“The findings were somewhat unintuitive, because passively using the hint appeared to enhance performance during the study phase of the experiment but had a deleterious effect on long-term learning,” Kornell said.
What are the implications for human learning?
“Many people incorrectly assume the better you do as you’re studying, the more you’re learning,” said Kornell, who works in the laboratory of Robert A. Bjork, professor and chair of psychology at UCLA. “If students don’t test themselves when they read a chapter, they can easily think they know the material when they don’t. When you test yourself as you study, you may feel like you’re making it harder on yourself, but on the test, you will do much better. Robert Bjork calls this ‘desirable difficulty.’ If you want to learn something well, when you’re reading, stop and think about what you’ve read, and test yourself; you learn by testing yourself. If you make it more difficult for yourself while you study, you feel like you’re doing worse, but you’re learning more.
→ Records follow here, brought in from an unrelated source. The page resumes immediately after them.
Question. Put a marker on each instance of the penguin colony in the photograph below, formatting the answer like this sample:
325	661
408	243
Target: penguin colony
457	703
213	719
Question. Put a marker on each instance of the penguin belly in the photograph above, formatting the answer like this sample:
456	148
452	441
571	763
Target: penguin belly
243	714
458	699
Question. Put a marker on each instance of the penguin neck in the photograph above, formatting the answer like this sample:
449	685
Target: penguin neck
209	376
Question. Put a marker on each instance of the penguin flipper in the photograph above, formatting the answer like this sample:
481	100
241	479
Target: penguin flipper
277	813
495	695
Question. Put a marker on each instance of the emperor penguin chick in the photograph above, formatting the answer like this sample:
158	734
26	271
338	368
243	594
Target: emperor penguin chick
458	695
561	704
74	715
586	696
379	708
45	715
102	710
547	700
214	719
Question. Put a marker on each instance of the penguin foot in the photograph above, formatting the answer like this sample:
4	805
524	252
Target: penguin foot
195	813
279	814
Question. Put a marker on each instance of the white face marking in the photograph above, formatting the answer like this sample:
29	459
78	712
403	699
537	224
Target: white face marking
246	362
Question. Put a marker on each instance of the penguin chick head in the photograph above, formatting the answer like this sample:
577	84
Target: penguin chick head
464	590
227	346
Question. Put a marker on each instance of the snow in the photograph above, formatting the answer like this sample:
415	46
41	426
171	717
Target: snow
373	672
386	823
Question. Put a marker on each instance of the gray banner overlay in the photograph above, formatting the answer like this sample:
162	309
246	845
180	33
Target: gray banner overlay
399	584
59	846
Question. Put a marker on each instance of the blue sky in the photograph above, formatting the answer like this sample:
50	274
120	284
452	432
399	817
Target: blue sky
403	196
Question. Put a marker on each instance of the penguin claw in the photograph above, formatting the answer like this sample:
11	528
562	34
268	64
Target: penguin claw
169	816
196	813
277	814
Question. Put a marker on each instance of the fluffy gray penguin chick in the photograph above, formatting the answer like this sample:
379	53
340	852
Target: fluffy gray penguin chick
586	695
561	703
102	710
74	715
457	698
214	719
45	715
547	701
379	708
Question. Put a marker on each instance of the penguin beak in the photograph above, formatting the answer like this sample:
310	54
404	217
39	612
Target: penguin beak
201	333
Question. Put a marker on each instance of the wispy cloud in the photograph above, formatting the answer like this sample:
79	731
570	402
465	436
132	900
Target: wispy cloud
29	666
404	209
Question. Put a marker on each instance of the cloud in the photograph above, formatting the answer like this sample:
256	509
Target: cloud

“Active learning is important in humans and — this study demonstrates — in monkeys as well,” he added.
Less effective passive learning includes listening to a presentation and reading without testing yourself or summarizing what you have learned.
“When you summarize the material in your own words, that’s much more active,” Kornell said. “You can’t do that if you don’t understand it.”
Cramming right before a test does not work as well as spacing studying out over a longer period of time, Kornell added, citing other research on learning and memory.
Kornell’s research, supported by the National Institute of Mental Health, was conducted with Herbert Terrace, a professor of psychology at Columbia. The two monkeys, Macduff and Oberon, are housed at the New York State Psychiatric Institute, where Terrace has a joint appointment. Neither animal was harmed in the study, and they were fed daily regardless of how they performed in the trials.
“Many people,” Kornell noted, “have had the experience of listening to a computer instructor open a menu and go through a series of steps. Then you try to do it, and you don’t even know which menu or what the first step is. If you are passively following along, you won’t remember it as well as if you’re forced to do it yourself. Active learning is much harder, but if you can do it successfully, you will remember it much better in the long run.
“If you’re learning to serve a tennis ball, you won’t get much out of an instructor taking your arm and practicing the swing over and over,” he said. “That’s not going to help you nearly as much as if you serve the ball yourself.”
The situation is the same for monkeys, according to Kornell.
“The way the monkeys learn to remember the correct answers is through active learning, like humans,” he said. “They have to generate the answers themselves from memory. Generating the correct sequence from memory resulted in more long-term learning than the more passive training with hints.”
Kornell noted that more than a century ago, author William James remarked on the importance of being actively involved in learning. Since then, science has proven him correct. Kornell also noted that his research confirms the teachings of another monkey: Curious George.